Towards Data-Driven Large Scale Scientific Visualization and Exploration

Thumbnail Image
Publication or External Link
Ip, Cheuk Yiu
Varshney, Amitabh
Technological advances have enabled us to acquire extremely large datasets but it remains a challenge to store, process, and extract information from them. This dissertation builds upon recent advances in machine learning, visualization, and user interactions to facilitate exploration of large-scale scientific datasets. First, we use data-driven approaches to computationally identify regions of interest in the datasets. Second, we use visual presentation for effective user comprehension. Third, we provide interactions for human users to integrate domain knowledge and semantic information into this exploration process. Our research shows how to extract, visualize, and explore informative regions on very large 2D landscape images, 3D volumetric datasets, high-dimensional volumetric mouse brain datasets with thousands of spatially-mapped gene expression profiles, and geospatial trajectories that evolve over time.

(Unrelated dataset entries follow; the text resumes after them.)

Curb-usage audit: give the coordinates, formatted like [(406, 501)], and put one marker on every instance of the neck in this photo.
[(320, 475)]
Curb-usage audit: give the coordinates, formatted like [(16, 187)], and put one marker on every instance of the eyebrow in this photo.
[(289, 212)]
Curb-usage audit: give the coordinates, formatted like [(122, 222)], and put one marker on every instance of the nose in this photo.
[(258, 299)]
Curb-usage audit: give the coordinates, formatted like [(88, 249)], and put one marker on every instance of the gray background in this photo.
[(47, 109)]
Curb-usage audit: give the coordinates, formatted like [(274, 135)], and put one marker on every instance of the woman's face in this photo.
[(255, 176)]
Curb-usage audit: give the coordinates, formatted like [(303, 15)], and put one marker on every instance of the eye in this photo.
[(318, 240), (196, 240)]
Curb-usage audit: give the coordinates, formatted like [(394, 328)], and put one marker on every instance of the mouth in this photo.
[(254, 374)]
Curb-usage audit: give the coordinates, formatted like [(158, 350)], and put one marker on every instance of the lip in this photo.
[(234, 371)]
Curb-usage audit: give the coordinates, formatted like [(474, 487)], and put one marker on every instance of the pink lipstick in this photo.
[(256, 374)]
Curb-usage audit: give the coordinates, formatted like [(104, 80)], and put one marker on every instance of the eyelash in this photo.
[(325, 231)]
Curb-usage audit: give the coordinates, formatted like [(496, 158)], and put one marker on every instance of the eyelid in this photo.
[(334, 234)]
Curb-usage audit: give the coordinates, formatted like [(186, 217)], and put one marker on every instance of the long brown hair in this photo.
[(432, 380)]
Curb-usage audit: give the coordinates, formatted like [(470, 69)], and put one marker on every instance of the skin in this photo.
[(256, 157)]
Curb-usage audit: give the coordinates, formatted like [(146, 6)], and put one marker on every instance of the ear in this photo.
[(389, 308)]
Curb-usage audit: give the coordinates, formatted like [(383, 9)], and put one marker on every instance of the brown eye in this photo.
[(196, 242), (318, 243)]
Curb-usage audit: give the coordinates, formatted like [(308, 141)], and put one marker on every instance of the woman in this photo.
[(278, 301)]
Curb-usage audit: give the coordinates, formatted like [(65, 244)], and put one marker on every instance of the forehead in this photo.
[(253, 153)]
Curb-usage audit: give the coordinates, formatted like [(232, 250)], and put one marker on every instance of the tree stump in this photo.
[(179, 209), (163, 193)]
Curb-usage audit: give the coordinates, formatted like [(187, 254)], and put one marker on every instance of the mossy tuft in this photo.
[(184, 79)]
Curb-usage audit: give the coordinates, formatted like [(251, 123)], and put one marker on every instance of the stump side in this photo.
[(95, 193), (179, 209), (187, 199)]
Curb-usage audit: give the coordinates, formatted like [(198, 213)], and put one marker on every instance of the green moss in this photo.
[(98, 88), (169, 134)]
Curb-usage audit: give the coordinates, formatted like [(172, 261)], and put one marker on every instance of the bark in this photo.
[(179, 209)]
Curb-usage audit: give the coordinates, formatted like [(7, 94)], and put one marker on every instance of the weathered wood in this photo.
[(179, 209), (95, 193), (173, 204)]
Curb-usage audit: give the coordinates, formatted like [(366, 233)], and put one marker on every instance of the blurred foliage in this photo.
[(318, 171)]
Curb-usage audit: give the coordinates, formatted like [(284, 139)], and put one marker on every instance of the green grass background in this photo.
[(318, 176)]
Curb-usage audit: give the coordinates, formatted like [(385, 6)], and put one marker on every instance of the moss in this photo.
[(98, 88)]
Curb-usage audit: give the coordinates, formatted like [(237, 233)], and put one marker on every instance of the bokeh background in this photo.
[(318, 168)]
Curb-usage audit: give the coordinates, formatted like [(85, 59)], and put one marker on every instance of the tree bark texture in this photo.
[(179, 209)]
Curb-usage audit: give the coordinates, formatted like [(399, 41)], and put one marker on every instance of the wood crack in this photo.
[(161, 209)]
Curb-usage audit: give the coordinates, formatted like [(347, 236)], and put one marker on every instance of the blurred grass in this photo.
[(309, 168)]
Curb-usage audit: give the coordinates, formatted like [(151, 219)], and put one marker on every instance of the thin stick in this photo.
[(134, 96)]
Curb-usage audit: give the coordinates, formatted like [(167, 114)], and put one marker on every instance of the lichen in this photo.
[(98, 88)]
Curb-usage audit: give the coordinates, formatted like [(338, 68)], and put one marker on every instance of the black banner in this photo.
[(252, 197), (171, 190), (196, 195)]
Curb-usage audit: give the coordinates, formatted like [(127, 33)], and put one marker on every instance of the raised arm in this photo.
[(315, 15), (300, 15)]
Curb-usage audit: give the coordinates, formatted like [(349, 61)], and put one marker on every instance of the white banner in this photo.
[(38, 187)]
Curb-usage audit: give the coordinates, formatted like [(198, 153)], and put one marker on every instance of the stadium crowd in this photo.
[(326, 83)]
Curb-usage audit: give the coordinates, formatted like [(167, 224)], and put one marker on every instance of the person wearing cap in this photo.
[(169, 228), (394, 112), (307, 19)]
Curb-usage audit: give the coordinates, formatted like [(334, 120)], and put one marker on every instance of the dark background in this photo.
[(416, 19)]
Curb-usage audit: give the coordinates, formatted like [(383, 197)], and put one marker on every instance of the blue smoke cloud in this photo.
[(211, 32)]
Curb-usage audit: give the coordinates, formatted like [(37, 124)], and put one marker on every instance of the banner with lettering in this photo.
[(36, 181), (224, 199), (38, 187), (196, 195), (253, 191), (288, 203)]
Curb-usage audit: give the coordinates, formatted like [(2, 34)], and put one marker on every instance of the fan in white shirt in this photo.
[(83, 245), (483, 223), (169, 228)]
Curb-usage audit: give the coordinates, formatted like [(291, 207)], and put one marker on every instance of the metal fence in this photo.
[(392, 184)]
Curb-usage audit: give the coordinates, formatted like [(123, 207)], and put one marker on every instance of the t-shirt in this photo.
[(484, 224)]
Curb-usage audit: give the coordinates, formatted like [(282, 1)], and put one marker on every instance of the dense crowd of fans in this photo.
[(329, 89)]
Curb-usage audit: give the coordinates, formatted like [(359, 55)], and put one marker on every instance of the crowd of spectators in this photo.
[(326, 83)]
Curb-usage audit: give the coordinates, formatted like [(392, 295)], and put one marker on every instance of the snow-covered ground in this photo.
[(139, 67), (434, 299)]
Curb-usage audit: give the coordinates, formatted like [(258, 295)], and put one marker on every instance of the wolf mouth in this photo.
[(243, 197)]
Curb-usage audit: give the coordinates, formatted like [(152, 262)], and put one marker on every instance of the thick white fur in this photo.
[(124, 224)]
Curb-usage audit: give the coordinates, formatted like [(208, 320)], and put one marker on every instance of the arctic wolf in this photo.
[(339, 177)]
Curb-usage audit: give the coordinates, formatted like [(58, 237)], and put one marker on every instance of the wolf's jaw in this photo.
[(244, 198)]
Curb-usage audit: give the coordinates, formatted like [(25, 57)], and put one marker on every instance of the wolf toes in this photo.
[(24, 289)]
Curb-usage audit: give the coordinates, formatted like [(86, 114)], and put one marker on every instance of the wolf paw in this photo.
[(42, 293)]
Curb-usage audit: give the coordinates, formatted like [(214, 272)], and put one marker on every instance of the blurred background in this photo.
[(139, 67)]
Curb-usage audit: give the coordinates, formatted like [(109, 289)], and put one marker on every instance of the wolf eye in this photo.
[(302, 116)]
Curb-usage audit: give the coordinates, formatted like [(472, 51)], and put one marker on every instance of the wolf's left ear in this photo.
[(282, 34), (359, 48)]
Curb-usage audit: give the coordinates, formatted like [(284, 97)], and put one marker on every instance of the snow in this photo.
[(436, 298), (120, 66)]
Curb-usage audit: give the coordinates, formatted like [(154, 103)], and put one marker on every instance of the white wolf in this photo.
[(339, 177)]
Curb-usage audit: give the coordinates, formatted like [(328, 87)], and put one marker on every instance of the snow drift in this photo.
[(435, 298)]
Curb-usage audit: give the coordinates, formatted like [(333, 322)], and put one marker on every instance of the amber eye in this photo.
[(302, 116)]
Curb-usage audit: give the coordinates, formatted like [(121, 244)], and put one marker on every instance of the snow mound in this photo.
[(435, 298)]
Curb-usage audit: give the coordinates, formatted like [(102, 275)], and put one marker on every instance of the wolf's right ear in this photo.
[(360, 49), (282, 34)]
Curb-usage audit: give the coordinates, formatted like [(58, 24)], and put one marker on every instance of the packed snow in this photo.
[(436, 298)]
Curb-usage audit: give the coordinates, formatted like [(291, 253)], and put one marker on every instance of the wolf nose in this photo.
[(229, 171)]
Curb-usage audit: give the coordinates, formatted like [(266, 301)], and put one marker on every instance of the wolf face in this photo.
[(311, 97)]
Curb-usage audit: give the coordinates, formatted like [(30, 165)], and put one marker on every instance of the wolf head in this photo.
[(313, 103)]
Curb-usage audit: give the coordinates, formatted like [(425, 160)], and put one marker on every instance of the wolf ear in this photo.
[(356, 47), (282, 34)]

The contribution of this dissertation include: (1) We introduce a sliding-window saliency model that discovers regions of user interest in very large images; (2) We develop visual segmentation of intensity-gradient histograms to identify meaningful components from volumetric datasets; (3) We extract boundary surfaces from a wealth of volumetric gene expression mouse brain profiles to personalize the reference brain atlas; (4) We show how to efficiently cluster geospatial trajectories by mapping each sequence of locations to a high-dimensional point with the kernel distance framework. We aim to discover patterns, relationships, and anomalies that would lead to new scientific, engineering, and medical advances. This work represents one of the first steps toward better visual understanding of large-scale scientific data by combining machine learning and human intelligence.